DOMRADIO.DE: Sie sagen, in Syrien wird seit fast zehn Jahren ausschließlich Nothilfe geleistet. Was heißt das?
Südhoff: Die humanitäre Hilfe per se ist insofern ein ganz besonderes und wichtiges Gut, weil sie so unparteiisch und neutral sein soll und muss, wie es geht. Gerade in solchen Kriegen und Konflikten ist es für Sie als Helfer, für uns als UNO, genauso wie zum Beispiel die Caritas, die als deutsche Organisation sehr viel hilft, ganz entscheidend, nicht zur Konfliktpartei zu werden. Und deswegen müssen Sie dann vor Ort so kurzfristige Nothilfe leisten, um wirklich nur Menschenleben zu retten und zu sagen: "Das ist ein Gebot der Menschlichkeit. Das hat mit Politik nichts zu tun". Das kann aber dazu führen, wenn eine Krise so lange dauert, dass sie feststellen, wir müssten eigentlich ganz anders helfen. Wir müssten eigentlich Schulen, ganze Städte wieder aufbauen, Krankenhäuser wieder aufbauen. Und das ist dann natürlich eine viel politischere Aufbauhilfe, eine Entwicklungshilfe, in der die Gefahr besteht, dass Sie diese Neutralität verlieren. Deswegen gibt es große "Bremser", die sagen, wir dürfen aus dieser reinen Nothilfe nicht hinauskommen, die aber gleichzeitig überhaupt nicht nachhaltig ist und sehr, sehr teuer.

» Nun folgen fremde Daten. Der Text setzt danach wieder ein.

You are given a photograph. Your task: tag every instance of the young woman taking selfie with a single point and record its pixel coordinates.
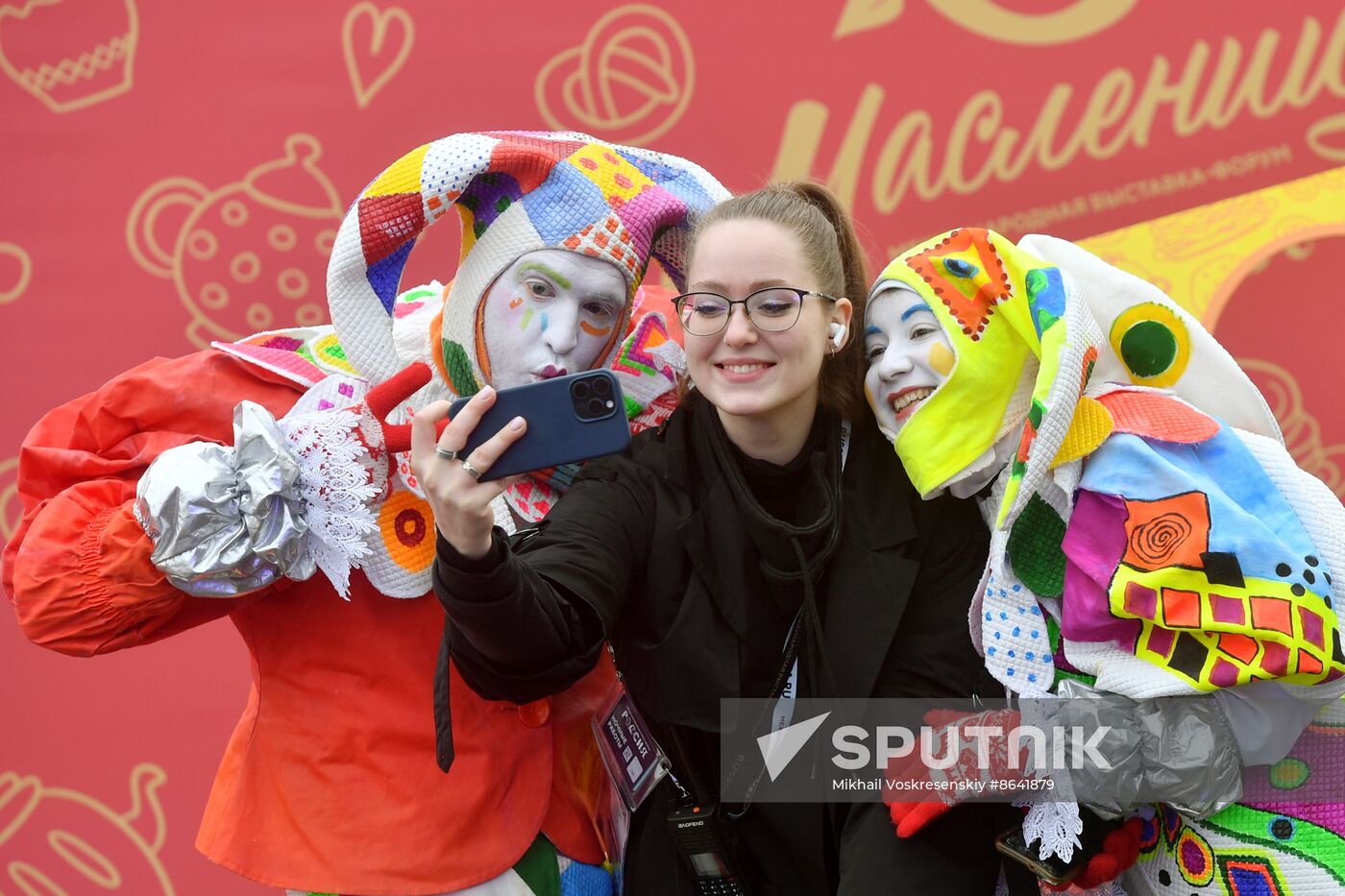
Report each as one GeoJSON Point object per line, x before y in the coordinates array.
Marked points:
{"type": "Point", "coordinates": [766, 513]}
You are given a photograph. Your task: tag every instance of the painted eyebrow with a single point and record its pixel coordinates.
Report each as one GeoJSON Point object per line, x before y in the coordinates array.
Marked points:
{"type": "Point", "coordinates": [560, 280]}
{"type": "Point", "coordinates": [914, 309]}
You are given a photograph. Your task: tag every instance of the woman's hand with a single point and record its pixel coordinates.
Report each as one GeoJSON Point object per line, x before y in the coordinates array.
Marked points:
{"type": "Point", "coordinates": [461, 503]}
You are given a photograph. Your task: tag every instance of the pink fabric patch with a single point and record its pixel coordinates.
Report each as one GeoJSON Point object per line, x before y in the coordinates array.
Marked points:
{"type": "Point", "coordinates": [1224, 674]}
{"type": "Point", "coordinates": [1275, 658]}
{"type": "Point", "coordinates": [1228, 610]}
{"type": "Point", "coordinates": [1093, 544]}
{"type": "Point", "coordinates": [1311, 627]}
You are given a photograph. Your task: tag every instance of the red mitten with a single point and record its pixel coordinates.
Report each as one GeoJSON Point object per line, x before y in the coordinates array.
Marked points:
{"type": "Point", "coordinates": [977, 771]}
{"type": "Point", "coordinates": [1119, 851]}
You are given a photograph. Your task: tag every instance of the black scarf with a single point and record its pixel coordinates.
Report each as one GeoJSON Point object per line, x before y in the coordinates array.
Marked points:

DOMRADIO.DE: Wieso greift die internationale Staatengemeinschaft da nicht ein?
Südhoff: Welche Optionen hätte sie einzugreifen? Das eine wäre im Zuge des Konfliktes immer ein militärisches Eingreifen gewesen. Das ist natürlich umstritten, und das Thema ist im Grunde auch abgehakt. Wenn die internationale Staatengemeinschaft eingreifen wollte, dann könnte sie im Grunde nur die Hilfen stoppen oder die UN oder auch Hilfsorganisationen kein Geld mehr geben, wenn nicht exakt zu den Konditionen, die man möchte, die Hilfe geleistet werden kann. Das muss man aber zu Ende denken bei einer Regierung, die mit Chemiewaffen gegen die eigenen Menschen vorgegangen ist, die die Krankenhäuser in Oppositionsgebieten bombardiert hat. Da muss man bereit sein, auch diesen sechs, sieben Millionen Menschen, die man im Moment durchaus erreicht, in diesem ewigen Hin und Her keine Hilfe mehr zu geben, wenn man sich mit der Assad-Regierung nicht einigen kann. Das ist natürlich ein ganz großes Dilemma. Deswegen ist ja der Syrien-Krieg auch beispielhaft für die Herausforderungen, vor der die humanitäre Hilfe immer mehr steht, denn man droht die Hilfe zunehmend auch in Washington, Brüssel, London, zu politisieren und zu instrumentalisieren. Und da müssen wir sehr aufpassen, dass wir uns dagegen wehren können.
DOMRADIO.DE: Was glauben Sie denn, wie Lösungsansätze überhaupt aussehen können?
Südhoff: Es gibt schon Ansätze, zu sagen: Sollte man nicht einen Schritt gehen, was man manchmal Rehabilitation nennt? Also sollte man nach zehn Jahren doch bereit sein, dass man nicht mehr Wasserkanister permanent in Dörfer fährt, sondern die Wasserleitungen wieder repariert. Dass man die Schulen repariert, damit die Kinder nicht mehr in immer wieder zu erneuernden Zelten unterrichtet werden müssen. Dass man wieder Gesundheitsstationen aufbaut... Diese Basis-Infrastruktur könnte man wieder erneuern, um nicht immer wieder dieselbe Nothilfe leisten zu müssen. Das wäre ein Schritt, aber auch der ist natürlich damit behaftet, dass sich das noch mehr missbrauchen und politisieren lässt von der Regierung und sich selbst zuschreiben lässt. Aber womöglich ist das eine Grauzone, in die man sich jetzt begeben muss. Die Assad-Regierung hat den Krieg gewonnen. Das wird sich nicht mehr ändern und früher oder später wird man eine andere Hilfe leisten müssen.
Das Interview führte Verena Tröster.